How many a man has thrown up his hands at a time when a little more effort, a little more patience would have... — Elbert Hubbard
How many a man has thrown up his hands at a time when a little more effort, a little more patience would have achieved success.
Author: Elbert Hubbard
Insight: We've all been there—three rejections in, or halfway through a project that feels pointless, and suddenly quitting looks like the sensible choice. The thing is, we rarely quit at random moments. We quit right when the work gets genuinely hard, when the initial motivation has worn off and only stubborn effort remains. That's precisely when many people stop, convinced they've hit a real wall instead of recognizing it as just another wall they'd need to climb anyway. What makes this observation sting is how often we'll never know how close we were. The person who gave up on their novel three chapters before it clicked.

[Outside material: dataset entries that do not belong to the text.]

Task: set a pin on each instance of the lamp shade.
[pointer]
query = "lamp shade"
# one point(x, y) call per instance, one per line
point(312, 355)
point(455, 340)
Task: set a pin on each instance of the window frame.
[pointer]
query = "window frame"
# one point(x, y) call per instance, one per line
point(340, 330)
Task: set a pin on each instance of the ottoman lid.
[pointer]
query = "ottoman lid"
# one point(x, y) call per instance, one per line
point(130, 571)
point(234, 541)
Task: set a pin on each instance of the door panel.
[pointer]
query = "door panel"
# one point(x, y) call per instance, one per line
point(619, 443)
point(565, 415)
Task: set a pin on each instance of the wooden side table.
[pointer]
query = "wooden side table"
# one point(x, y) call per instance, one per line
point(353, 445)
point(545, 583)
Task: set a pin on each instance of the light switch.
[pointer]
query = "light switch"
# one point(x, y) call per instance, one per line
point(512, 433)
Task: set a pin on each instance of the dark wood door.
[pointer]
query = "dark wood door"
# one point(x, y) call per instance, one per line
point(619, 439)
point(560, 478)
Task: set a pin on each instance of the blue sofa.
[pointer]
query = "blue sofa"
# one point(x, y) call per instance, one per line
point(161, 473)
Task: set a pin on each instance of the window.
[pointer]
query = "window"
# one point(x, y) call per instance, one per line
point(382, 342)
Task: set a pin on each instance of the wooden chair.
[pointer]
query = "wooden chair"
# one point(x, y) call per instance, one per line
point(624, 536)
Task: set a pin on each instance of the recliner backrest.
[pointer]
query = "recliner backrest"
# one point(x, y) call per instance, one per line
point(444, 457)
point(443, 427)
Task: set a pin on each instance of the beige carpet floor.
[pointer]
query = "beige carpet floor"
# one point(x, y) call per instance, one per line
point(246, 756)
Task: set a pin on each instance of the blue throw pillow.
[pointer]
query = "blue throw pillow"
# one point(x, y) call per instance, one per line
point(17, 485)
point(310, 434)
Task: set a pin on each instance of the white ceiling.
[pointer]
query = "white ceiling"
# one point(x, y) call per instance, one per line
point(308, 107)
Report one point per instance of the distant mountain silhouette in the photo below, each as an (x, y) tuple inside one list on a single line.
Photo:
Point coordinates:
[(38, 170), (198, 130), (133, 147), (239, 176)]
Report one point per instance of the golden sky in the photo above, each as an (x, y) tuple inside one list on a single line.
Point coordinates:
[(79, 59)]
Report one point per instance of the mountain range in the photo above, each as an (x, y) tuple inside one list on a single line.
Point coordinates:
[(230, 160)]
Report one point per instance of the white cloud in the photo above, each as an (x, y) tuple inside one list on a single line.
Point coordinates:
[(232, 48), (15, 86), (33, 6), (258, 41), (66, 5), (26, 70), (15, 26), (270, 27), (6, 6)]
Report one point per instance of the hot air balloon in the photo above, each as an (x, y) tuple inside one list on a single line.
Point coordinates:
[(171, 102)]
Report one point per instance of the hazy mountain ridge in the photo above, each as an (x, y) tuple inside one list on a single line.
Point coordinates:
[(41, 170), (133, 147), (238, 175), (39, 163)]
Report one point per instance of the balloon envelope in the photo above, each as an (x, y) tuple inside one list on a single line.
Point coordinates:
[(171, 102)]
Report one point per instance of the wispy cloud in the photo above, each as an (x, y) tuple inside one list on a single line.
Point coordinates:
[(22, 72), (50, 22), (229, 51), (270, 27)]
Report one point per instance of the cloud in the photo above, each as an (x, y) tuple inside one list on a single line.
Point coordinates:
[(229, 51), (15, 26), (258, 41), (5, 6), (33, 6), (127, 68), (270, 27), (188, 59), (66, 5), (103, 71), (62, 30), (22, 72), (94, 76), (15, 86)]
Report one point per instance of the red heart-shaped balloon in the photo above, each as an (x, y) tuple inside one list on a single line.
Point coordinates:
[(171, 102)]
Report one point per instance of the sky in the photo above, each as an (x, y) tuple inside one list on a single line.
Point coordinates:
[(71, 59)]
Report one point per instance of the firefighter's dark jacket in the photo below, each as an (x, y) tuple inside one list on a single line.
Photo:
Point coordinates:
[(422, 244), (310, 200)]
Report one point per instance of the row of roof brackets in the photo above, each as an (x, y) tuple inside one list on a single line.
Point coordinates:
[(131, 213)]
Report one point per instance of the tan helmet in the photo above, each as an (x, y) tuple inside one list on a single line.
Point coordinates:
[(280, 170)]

The entrepreneur who folded right before the market shifted in their favor. We only hear these stories as cautionary tales after the fact, when someone else pushed through that same fog and made it. But here's the less obvious part: sometimes quitting is exactly right. The real skill isn't blind persistence—it's knowing the difference between "this is hard and I'm tired" and "this actually isn't for me." The danger is that most people never develop that discernment because they quit too easily. A little more patience doesn't guarantee success, but it's almost impossible to succeed without it.